Der Tag, der alles veränderte - Amy Wallace

  • Sein schlimmster Alptraum war Wirklichkeit geworden. (Seite 138)


    320 Seiten, kartoniert
    Originaltitel: Ransomed Dreams
    Aus dem Amerikanischen von Silvia Lutz
    Verlag: Verlag der Francke Buchhandlung GmbH, Marburg 2009
    ISBN-10: 3-86827-091-4
    ISBN-13: 978-3-86827-091-4


    Serie „Defender of Hope“
    - Der Tag, der alles veränderte

    - Die Stunden, die zählen >Rezi-Thread<
    - Im Hauch eines Augenblicks >Rezi-Thread<




    Zum Inhalt (Quelle: Buchrückentext mit eigener Berichtigung und Ergänzung)


    Gracie Lang hat durch die Tat eines betrunkenen Autofahrers ihre beiden Kinder und ihren Mann verloren. Nun kennt sie nur noch ein Ziel: den Autofahrer, der ihre Familie auf dem Gewissen hat, aufzuspüren und hinter Gitter zu bringen.
    Eines Tages macht sie die Bekanntschaft von Steven Kessler, einem FBI-Agenten, der den Glauben an Gott weitgehend verloren hat. Er hat den Auftrag, eine internationale Verschwörung aufzudecken. Die Tochter des britischen Botschafters ist entführt worden und ein Wettlauf gegen die Zeit beginnt.
    Steven weckt in Gracie die Hoffnung auf ein Leben, wie sie es sich immer gewünscht hat. Aber sein Fall und ihre Vergangenheit sind auf gefährliche Weise miteinander verbunden - und plötzlich ist Gracie in Gefahr. Sie muß sich entscheiden: Kann sie - will sie - ihr altes Leben hinter sich lassen, um die Chance auf einen Neuanfang zu gewinnen?




    Über die Autorin (Quelle: Angabe im Buch, Homepages der Autorin und des Originalverlags, Interview)
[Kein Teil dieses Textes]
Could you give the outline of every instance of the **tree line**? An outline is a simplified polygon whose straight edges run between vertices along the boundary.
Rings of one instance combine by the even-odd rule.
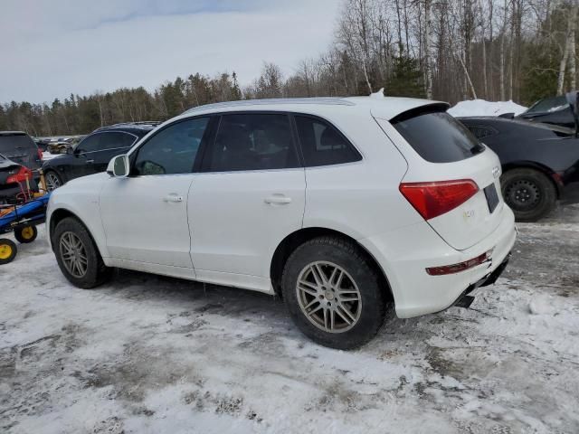
[[[579,0],[343,0],[331,46],[284,76],[275,63],[241,87],[235,72],[177,77],[63,100],[0,104],[0,130],[87,133],[164,120],[242,99],[367,95],[528,105],[576,88]]]

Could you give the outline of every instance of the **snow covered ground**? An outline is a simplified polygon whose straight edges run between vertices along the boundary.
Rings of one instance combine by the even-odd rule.
[[[519,230],[472,309],[349,353],[260,294],[129,271],[78,289],[41,233],[0,268],[0,432],[577,433],[579,206]]]
[[[449,113],[460,116],[498,116],[504,113],[518,115],[527,110],[527,107],[519,106],[513,101],[487,101],[485,99],[470,99],[460,101],[449,108]]]

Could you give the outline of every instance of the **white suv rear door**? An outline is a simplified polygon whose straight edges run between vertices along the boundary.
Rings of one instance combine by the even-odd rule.
[[[107,247],[124,267],[148,263],[195,274],[187,195],[208,124],[209,118],[170,124],[132,153],[130,176],[105,183],[100,206]]]
[[[197,278],[269,290],[276,247],[302,226],[305,189],[289,115],[223,115],[189,192]]]

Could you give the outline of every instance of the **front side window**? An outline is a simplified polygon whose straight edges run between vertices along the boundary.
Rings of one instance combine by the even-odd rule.
[[[36,152],[36,145],[27,135],[0,135],[0,152],[10,155],[16,150],[21,153],[23,149]]]
[[[334,127],[317,118],[296,116],[306,166],[340,165],[362,156]]]
[[[204,161],[207,172],[299,166],[290,118],[284,114],[223,115]]]
[[[100,147],[100,137],[101,134],[93,134],[91,136],[88,136],[77,146],[76,152],[79,154],[83,154],[85,152],[94,152],[98,151]]]
[[[116,149],[118,147],[130,147],[135,143],[135,136],[120,131],[102,133],[99,148]]]
[[[162,129],[137,151],[135,175],[190,174],[209,118],[188,119]]]
[[[497,131],[492,127],[485,127],[482,125],[467,125],[467,127],[472,134],[474,134],[474,137],[479,140],[482,140],[484,137],[494,136],[495,134],[498,133],[498,131]]]

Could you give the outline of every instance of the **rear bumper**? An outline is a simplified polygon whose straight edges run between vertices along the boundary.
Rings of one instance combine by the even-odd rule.
[[[459,297],[456,301],[451,306],[456,306],[458,307],[470,307],[472,302],[474,301],[474,296],[471,296],[470,293],[474,291],[476,288],[480,287],[488,287],[489,285],[494,284],[497,279],[503,274],[503,271],[508,265],[508,260],[510,259],[510,253],[507,255],[505,260],[501,262],[501,264],[497,267],[497,269],[489,273],[487,276],[482,278],[476,283],[473,283],[467,288],[467,289]]]
[[[513,212],[505,205],[500,212],[501,221],[497,229],[464,250],[450,247],[426,222],[359,241],[384,270],[399,317],[444,310],[463,294],[470,292],[473,286],[494,283],[490,277],[496,276],[493,272],[499,268],[502,267],[500,272],[504,269],[503,263],[517,237]],[[426,273],[428,267],[462,262],[491,249],[489,262],[454,274],[430,276]]]

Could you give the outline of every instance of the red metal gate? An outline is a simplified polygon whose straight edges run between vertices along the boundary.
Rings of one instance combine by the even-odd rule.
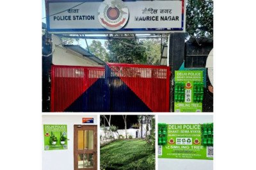
[[[104,67],[52,65],[51,111],[65,111],[98,79],[104,79]],[[81,100],[70,111],[85,111],[86,101]]]
[[[51,68],[52,112],[168,112],[170,68],[108,63]]]
[[[111,84],[109,109],[111,111],[145,111],[146,109],[139,108],[143,107],[136,104],[140,101],[131,93],[135,93],[150,111],[169,111],[170,67],[108,63],[106,72],[106,79],[109,79]],[[129,90],[132,92],[129,92]],[[124,107],[125,104],[129,106]]]

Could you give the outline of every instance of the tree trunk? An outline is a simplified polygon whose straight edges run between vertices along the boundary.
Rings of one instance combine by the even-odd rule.
[[[107,121],[108,124],[108,126],[109,127],[109,131],[110,131],[110,133],[111,133],[112,137],[114,137],[114,134],[113,134],[112,130],[110,129],[110,127],[111,126],[111,115],[109,115],[109,120],[108,120],[108,119],[107,119],[107,117],[106,117],[105,115],[102,115],[102,116],[103,116],[103,117],[106,119],[106,120]],[[115,139],[115,137],[114,137],[114,139]]]
[[[127,116],[127,115],[125,115],[125,116],[124,115],[123,116],[123,119],[124,121],[124,128],[125,129],[125,139],[127,139],[127,128],[126,126],[126,116]]]
[[[141,139],[143,138],[143,136],[142,136],[142,134],[143,134],[142,131],[143,131],[143,116],[141,115]]]

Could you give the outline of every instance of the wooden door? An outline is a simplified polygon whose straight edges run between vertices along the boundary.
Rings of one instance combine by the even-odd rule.
[[[74,125],[75,170],[97,169],[97,125]]]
    Amy Wallace stammt aus Kentucky. Ihr Vater war bei der US-Army, weswegen sie oft umziehen mußte. Dadurch lebte sie in ihrer Kindheit auch in München und (West-) Berlin (näheres in dem verlinkten Interview). Sie ist Absolventin einer Polizeiakademie und noch immer als Beraterin für die Polizei tätig. Mit ihrem Mann und ihren drei Kindern lebt sie in Atlanta.
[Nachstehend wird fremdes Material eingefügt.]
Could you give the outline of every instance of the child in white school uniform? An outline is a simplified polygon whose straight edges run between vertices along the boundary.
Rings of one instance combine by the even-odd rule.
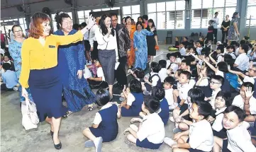
[[[232,105],[235,105],[245,110],[246,117],[245,122],[254,122],[256,115],[256,99],[252,96],[254,86],[250,82],[242,84],[240,95],[235,97]]]
[[[84,146],[95,146],[96,151],[99,152],[102,142],[114,140],[118,134],[118,106],[110,102],[111,95],[107,90],[99,90],[96,98],[96,103],[101,108],[96,113],[92,127],[86,128],[83,134],[89,139],[84,143]]]
[[[227,137],[226,130],[223,129],[222,119],[224,117],[224,111],[227,107],[231,105],[232,95],[229,92],[220,91],[217,93],[216,99],[215,100],[215,107],[216,110],[215,112],[215,120],[211,126],[213,128],[213,136],[221,139]]]
[[[213,152],[256,152],[247,127],[243,124],[245,112],[234,105],[228,107],[222,121],[228,139],[214,136]]]
[[[164,141],[165,136],[165,126],[161,117],[156,112],[160,108],[159,101],[152,99],[149,95],[145,96],[142,105],[143,112],[147,115],[140,118],[133,118],[131,123],[138,122],[139,127],[130,125],[125,131],[128,131],[127,139],[136,144],[137,146],[158,149]]]
[[[166,137],[164,142],[172,147],[173,152],[211,151],[214,143],[213,134],[206,118],[211,110],[210,103],[194,101],[189,110],[189,116],[194,121],[189,130],[176,134],[174,140]]]

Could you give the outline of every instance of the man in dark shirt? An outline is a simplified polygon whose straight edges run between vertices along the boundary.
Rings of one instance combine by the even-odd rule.
[[[118,23],[118,16],[116,13],[111,14],[112,27],[115,29],[116,33],[116,42],[118,49],[118,56],[120,64],[115,71],[115,78],[118,83],[114,85],[123,88],[124,85],[127,84],[127,77],[126,73],[126,64],[127,62],[127,51],[130,51],[130,40],[129,33],[124,25]]]

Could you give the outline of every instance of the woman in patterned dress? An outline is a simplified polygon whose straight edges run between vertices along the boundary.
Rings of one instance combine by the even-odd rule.
[[[135,68],[141,68],[145,70],[147,67],[148,62],[148,45],[147,36],[154,35],[155,28],[150,29],[150,31],[143,29],[143,25],[141,22],[137,22],[136,31],[134,33],[133,45],[135,51]]]

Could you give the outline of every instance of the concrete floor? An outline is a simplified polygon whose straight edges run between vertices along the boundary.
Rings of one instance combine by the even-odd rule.
[[[167,46],[160,46],[155,60],[165,59]],[[158,55],[158,56],[157,56]],[[94,90],[94,92],[96,90]],[[115,98],[116,99],[118,97]],[[1,151],[9,152],[52,152],[52,151],[95,151],[94,148],[84,148],[84,143],[87,140],[82,134],[85,127],[91,126],[95,113],[88,112],[87,108],[79,112],[70,115],[63,119],[60,130],[60,139],[62,148],[55,149],[50,135],[50,126],[45,122],[40,123],[38,128],[25,131],[21,124],[22,115],[18,92],[1,93]],[[129,146],[124,141],[123,131],[129,126],[132,117],[122,117],[118,120],[119,134],[117,138],[110,143],[103,144],[104,152],[131,152],[131,151],[171,151],[167,145],[163,144],[159,150],[152,151]],[[172,137],[174,124],[169,122],[165,127],[166,136]]]

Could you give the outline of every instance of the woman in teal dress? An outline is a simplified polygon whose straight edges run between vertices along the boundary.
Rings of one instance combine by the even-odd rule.
[[[150,31],[143,29],[141,22],[137,22],[136,31],[134,33],[133,43],[135,51],[135,64],[134,68],[141,68],[145,70],[147,67],[148,62],[148,45],[147,36],[154,35],[155,28],[150,29]]]
[[[21,71],[21,46],[25,38],[21,27],[19,25],[14,25],[11,28],[14,34],[14,39],[9,43],[9,51],[13,59],[14,68],[18,79],[20,78]],[[33,101],[29,88],[26,89],[28,93],[29,99]],[[25,101],[25,98],[21,95],[21,87],[19,87],[21,102]]]

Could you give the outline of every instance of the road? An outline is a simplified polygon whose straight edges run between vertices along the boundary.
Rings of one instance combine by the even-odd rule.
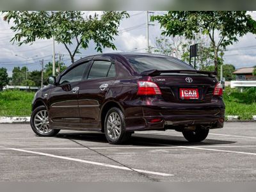
[[[36,136],[0,124],[0,181],[255,181],[256,123],[226,123],[201,143],[180,132],[137,132],[113,145],[97,132]]]

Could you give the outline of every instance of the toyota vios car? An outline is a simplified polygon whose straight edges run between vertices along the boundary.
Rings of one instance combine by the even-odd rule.
[[[216,73],[173,57],[88,56],[48,83],[33,100],[31,125],[40,136],[61,129],[100,131],[117,144],[135,131],[174,129],[195,142],[223,127],[223,89]]]

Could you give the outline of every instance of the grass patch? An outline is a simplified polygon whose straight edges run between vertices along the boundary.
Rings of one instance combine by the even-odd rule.
[[[19,90],[0,92],[0,116],[30,116],[35,92]]]
[[[241,120],[251,120],[256,115],[256,88],[246,89],[241,93],[237,89],[227,88],[223,93],[226,115],[238,115]]]

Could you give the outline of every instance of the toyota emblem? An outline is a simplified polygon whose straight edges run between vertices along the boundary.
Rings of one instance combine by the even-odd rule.
[[[186,77],[185,80],[188,83],[192,83],[192,81],[193,81],[193,79],[191,77]]]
    - < Klick > - die Website der Autorin (in englischer Sprache)
    - < Klick > - die Website zur Buchserie (in englischer Sprache=
    - < Klick > - ein Interview zu diesem Buch (in englischer Srpache)
    - < Klick > - die Übersichtsseite beim Originalverlag Waterbook (in englischer Sprache)



    Vorbemerkungen
    - Um Mißverständnisse zu vermeiden: Das ist ein christliches Buch. Wenn ich Formulierungen wie „wir“ verwende, beziehen sich diese nicht auf die Gesamtgesellschaft, sondern ausschließlich auf den christlich geprägten Teil, dem ich mich zugehörig fühle. Es braucht sich außerhalb dessen also niemand angesprochen zu fühlen.
    - Die Einordnung in ein Genre ist bei diesem Buch sehr schwierig; es zählt eindeutig zu dem, was etwa in den USA „Christian Fiction“ genannt wird. Da es hier eine solche Rubrik nicht gibt, habe ich „Krimi/Thriller“ gewählt, weil das dem Inhalt mMn am nächsten kommt.




    Meine Meinung


    Handle gerecht, sei barmherzig. (Seite 273)
    Mit den beiden Zitaten ist ein weiter Bogen gespannt, eine Richtung vorgeben, ein schmerzhafter Weg vorgezeichnet. Ein Weg, an dessen Ende vieles, das meiste, anders ist als zu Beginn zu erhoffen oder zu erwarten war. Dabei wird schon im Prolog der wohl schlimmste Alptraum vieler Menschen zur brutalen Wirklichkeit: ein betrunkener Autofahrer löscht Gracies Famile aus. Ihr Mann und die zwei Kinder - tot. Der Täter begeht Fahrerflucht und wird nie gefunden.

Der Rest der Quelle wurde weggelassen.